Within extreme close quarters where our hands are pinned we can rely on the principle of closest weapon nearest target. This may mean that the closest part of the aggressor’s body might be the cheek, the neck or the shoulder, and the closest weapon you have is your mouth. Like wise within a messed up tangle of extreme close quarters the only part of the aggressor’s body I can index would be the eyes or even the ears. It depends of course on the situation you find yourself in but what ever the situation is, biting, tearing and gouging need to be used within the context of the dilemma you are in.

Not fight finishers:

Biting is rarely a fight finisher, as is sticking your fingers into someone’s eyes or even tearing skin such as an ear. The likely response to this will be an immediate reaction by the aggressor to pull away from the point of pain. This is the response that we are looking for in order to regain dominance. In effect what we are doing is creating a workable distance between the aggressor’s head and your wheeling shots to his highline. Once we regain the initiative through inflicting localised pain thus creating some distance we can resort back to ballistic impact – herein lies the importance of hitting hard, and being able to hit within a restricted environment.

Biting and inherent problems:

Biting has it’s place within the realms of street fighting but it also comes with it’s own problems of cross contamination. It would be remiss of me to write about the need to bite without mentioning the possible complications it brings with it. There is always the possibility of cross contamination anytime bodily fluids mix between one human being and another. Blood borne diseases such as HIV and Hepatitis can be readily transferred from person to person through cross contamination of blood.

Research suggests that the risk of HIV infection in this way is extremely small. A very small number of people - usually in a healthcare setting - have become infected with HIV as a result of blood splashes in the eye or being pricked by a needle.

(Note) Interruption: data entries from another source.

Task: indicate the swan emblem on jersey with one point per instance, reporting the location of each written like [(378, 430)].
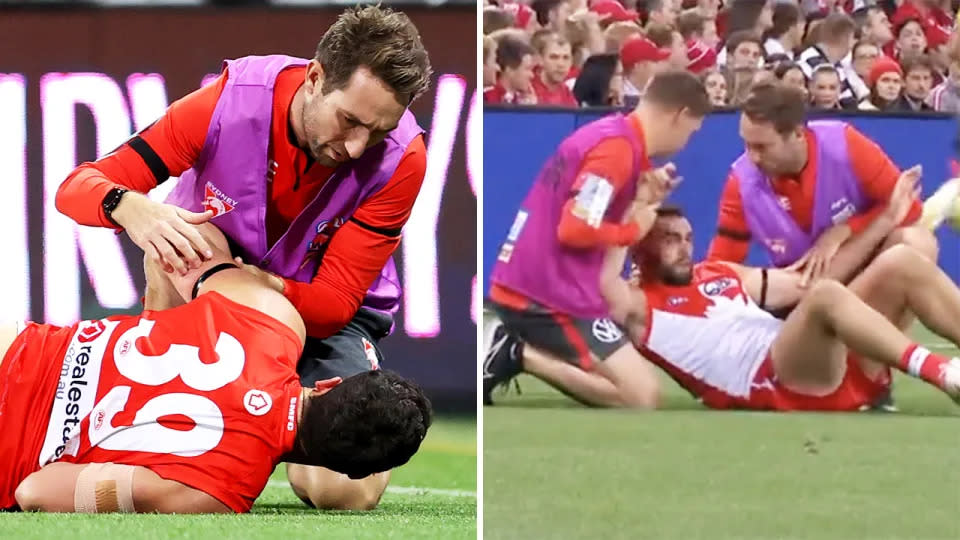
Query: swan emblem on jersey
[(725, 296), (257, 402), (606, 331)]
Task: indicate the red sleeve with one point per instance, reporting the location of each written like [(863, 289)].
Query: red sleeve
[(732, 241), (610, 161), (877, 175), (359, 250), (176, 140)]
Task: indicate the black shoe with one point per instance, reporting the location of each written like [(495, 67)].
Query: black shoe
[(883, 403), (500, 364)]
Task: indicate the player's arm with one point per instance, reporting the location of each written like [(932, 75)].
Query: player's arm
[(893, 212), (106, 487), (770, 288), (605, 171), (877, 175), (359, 250), (166, 148), (732, 240)]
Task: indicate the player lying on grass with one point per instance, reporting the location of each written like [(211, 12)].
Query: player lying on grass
[(189, 409), (705, 323)]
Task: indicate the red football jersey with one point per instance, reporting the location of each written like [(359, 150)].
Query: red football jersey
[(204, 394)]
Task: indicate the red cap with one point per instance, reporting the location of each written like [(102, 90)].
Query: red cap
[(881, 66), (640, 49), (614, 10), (522, 14), (700, 57)]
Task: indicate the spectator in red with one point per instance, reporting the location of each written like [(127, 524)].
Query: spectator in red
[(514, 86), (612, 11), (695, 27), (552, 14), (665, 36), (490, 67), (825, 87), (641, 60), (918, 74), (754, 16), (790, 74), (523, 16), (886, 87), (865, 54), (619, 33), (715, 81), (786, 34), (934, 22), (700, 58), (875, 28), (662, 11), (911, 40), (555, 61)]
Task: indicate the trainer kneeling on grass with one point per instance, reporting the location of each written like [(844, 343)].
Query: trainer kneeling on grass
[(310, 168), (132, 413)]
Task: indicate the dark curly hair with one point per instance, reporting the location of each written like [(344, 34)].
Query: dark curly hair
[(371, 422), (384, 41)]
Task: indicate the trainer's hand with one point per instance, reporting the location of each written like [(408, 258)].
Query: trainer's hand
[(905, 191), (270, 280), (655, 185), (166, 233), (816, 261)]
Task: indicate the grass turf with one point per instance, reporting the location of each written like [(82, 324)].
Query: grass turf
[(554, 469), (446, 466)]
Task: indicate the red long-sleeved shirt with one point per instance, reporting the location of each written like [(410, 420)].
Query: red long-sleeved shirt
[(875, 171), (611, 159), (356, 253)]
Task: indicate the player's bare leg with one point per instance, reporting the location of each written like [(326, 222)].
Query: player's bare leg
[(809, 353), (328, 490)]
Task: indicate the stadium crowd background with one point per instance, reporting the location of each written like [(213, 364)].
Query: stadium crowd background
[(891, 55)]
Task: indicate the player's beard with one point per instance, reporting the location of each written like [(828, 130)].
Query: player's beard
[(677, 275)]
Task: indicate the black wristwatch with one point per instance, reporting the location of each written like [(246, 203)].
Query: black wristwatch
[(111, 201)]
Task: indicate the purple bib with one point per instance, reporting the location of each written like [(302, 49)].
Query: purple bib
[(837, 197), (231, 176), (532, 261)]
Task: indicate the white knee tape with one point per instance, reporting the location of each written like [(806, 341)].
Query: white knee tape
[(104, 487)]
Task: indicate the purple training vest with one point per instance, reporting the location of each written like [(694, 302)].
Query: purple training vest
[(532, 261), (838, 197), (231, 176)]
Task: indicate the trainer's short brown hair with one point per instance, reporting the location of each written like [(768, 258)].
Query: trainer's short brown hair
[(679, 89), (384, 41), (778, 104)]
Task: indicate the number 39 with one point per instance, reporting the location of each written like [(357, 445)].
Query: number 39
[(146, 434)]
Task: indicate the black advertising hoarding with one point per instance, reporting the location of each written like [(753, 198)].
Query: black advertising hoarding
[(74, 84)]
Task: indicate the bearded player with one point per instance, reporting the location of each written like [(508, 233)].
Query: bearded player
[(705, 324), (555, 324), (311, 168), (186, 410)]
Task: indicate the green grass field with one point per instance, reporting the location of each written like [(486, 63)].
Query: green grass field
[(553, 469), (433, 496)]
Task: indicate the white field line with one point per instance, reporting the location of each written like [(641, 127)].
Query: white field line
[(400, 490)]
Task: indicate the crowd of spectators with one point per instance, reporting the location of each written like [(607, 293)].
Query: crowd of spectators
[(891, 55)]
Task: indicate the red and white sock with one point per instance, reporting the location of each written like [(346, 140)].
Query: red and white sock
[(919, 362)]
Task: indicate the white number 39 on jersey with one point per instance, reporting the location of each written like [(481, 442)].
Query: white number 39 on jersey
[(146, 434)]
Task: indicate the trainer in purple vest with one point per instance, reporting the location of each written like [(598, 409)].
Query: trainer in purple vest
[(532, 261), (231, 176), (838, 197)]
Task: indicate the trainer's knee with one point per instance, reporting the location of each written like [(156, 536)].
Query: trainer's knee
[(328, 490), (920, 239)]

Blood in the mouth carries an even lower risk. The lining of the mouth is very protective, so the only way HIV could enter the bloodstream would be if the person had a cut, open sore or area of inflammation somewhere in their mouth or throat (if the blood was swallowed). Even then, the person would have to get a fairly significant quantity of fresh blood (i.e. an amount that can be clearly seen or tasted) directly into the region of the cut or sore for there to be a risk. HIV is diluted by saliva and easily killed by stomach acid once the blood is swallowed.
On a finishing point, before those on the moral high ground turn to the next page, it is worth noting that the recent abduction of a young girl in England was foiled after the girl who found herself in an extremely tight grip bit her assailant. The result was him removing his arm from the point of pain which created the opportunity for her to run.
Every range creates opportunities to regain control of the fight, outside of a sporting context one must think outside the box.